Hier wird urwüchsiges sozialistisches Volkstheater
geboten. Heiter-ironisch wird König Friedrich Wilhelm I. von Preußen porträtiert,
mit gewissem Verständnis sein Sohn Friedrich. Ein klein wenig Aussöhnung findet
auch statt bei der Gelegenheit, vor allem aber intelligente, unterhaltsame wie
bittere Kritik.
Unsere Schauspielkunst vermag das zu leisten.
Sie verfügt über die Mittel, tief in die geistig-seelische Befindlichkeit der
Figuren zu leuchten, ihr soziales Handeln präzis zu erschließen und sie — ohne
hämisch zu karikieren — in pointiert-plastischem Spiel und mit äußerst
wandlungsfähigem sprachlichem Ausdruck hinreißend komisch vorzuführen. Hochstilisiert
und komprimiert sind die Vorgänge, nie Manier, auf den wesentlichen Punkt gebracht,
zutiefst realistisch.
Kurt Böwe gibt den König. Mobil-pfiffig und irgendwie jovial springt er in die Szene. Und dann agiert er in rustikaler Vitalität als absoluter Monarch. Er demütigt seine Frau Sophie Dorothee (Katja Paryla), quält seine Tochter Wilhelmine (Simone von Zglinicki in wächserner Ergebenheit) und peinigt seinen Sohn Friedrich. Sparsamkeit praktizierend, aufs leibliche Wohl bedacht, um die Gesundheit fürchtend, geistig genügsam, schlau zwischen Österreich, England, Frankreich und Rußland lavierend, scheint er doch nur einen Kummer zu haben: aus dem anscheinend mißratenen Sohn einen maßgerechten Thronfolger zu machen. Wird Preußens heiliges Staatsprinzip, die Subordination, nicht respektiert, gerät der König in Raserei.
Ausgerechnet
der Sohn widersetzt sich. Kronprinz Friedrich ist in der Darstellung Katrin Kleins
von Anbeginn ein verschlagener, listenreicher, zähmilitanter Bursche, nicht
plump wie der Vater, sondern gefährlich im Kalkül. Seine musischen Interessen,
die den Vater erbosen, sind gepaart mit kalter Berechnung, die der König als opponierende
Halsstarrigkeit empfindet, die im Grunde aber schon über ihn hinausreicht.
Dieser Friedrich schien mir im Vergleich zur
Premiere sogar noch schärfer, unerbittlicher in seiner aufsässigen
Verstocktheit. Und der Vater vermag ihn nicht mit Liebe und Vertrauen zu entwaffnen.
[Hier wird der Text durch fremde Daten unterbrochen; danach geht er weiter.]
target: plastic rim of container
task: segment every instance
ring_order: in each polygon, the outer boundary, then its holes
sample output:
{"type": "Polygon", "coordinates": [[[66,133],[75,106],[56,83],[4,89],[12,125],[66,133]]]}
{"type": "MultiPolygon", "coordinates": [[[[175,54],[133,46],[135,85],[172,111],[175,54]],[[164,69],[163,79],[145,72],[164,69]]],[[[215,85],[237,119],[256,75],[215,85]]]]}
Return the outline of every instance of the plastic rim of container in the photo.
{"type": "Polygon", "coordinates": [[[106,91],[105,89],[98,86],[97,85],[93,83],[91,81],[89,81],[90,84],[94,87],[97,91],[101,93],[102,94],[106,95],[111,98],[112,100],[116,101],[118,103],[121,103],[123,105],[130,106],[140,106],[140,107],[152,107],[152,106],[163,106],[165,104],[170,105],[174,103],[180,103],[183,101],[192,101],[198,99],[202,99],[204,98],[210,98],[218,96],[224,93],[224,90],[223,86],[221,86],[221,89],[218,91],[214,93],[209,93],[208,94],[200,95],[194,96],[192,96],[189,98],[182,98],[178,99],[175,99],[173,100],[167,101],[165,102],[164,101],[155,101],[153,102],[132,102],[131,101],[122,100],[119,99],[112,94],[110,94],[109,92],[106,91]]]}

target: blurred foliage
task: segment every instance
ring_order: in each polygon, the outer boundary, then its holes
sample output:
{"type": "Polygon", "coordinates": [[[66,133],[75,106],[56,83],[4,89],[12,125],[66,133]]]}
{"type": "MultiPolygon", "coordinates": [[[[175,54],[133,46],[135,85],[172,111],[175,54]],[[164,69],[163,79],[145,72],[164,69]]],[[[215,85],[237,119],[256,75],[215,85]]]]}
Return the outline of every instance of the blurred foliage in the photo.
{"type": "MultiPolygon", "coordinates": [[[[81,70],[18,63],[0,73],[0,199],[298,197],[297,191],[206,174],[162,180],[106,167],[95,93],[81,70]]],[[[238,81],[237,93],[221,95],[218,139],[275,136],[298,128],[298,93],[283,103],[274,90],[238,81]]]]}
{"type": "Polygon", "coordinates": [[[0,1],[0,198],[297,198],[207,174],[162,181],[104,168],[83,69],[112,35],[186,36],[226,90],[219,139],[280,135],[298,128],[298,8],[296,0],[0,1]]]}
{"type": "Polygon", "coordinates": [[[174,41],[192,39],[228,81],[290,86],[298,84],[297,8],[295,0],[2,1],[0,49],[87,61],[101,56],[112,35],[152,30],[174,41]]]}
Was er durch Erzieher erprügeln will und mit der Hinrichtung Kattes nach des
Kronprinzen Fluchtversuch erbarmungslos zu erzwingen sucht, nämlich
rückhaltlose Unterordnung, das ist letztlich nur größere Unaufrichtigkeit. Als
scheinbar willige Marionette entspannt sich der zur Verlogenheit erzogene Sohn
auf des Vaters Schoß. Doch noch in der Sterbestunde des Königs verkündet
Friedrich seine aggressiven Absichten.
Natürlich ist Preußens militaristische
Kriegslust nicht Ergebnis der Ruhmsucht Friedrichs allein. Hier bleibt das
Stück Auskünfte schuldig. Als Komödie freilich erzählt es, daß durch Drill und
Prügel erzwungene Subordination letztlich äußerlich bleibt, Friedrich Wilhelm I.
sich lediglich einen Heuchler großgezogen hat. So hilft das Stück zu erkennen,
wie in Preußen der Untertanengeist geschaffen wurde und beschaffen war.
Doch immer und ganz und gar ist das
ergötzliches Theater, dank hervorragender Schauspieler: Otto Mellies (Grumbkow)
sei noch genannt, Dietrich Körner (Seckendorf), Inge Keller (Fürstin Galitzin),
Christian Grashof (Gundling), Lothar Förster (Geistlicher) und Horst Lebinsky (Zar).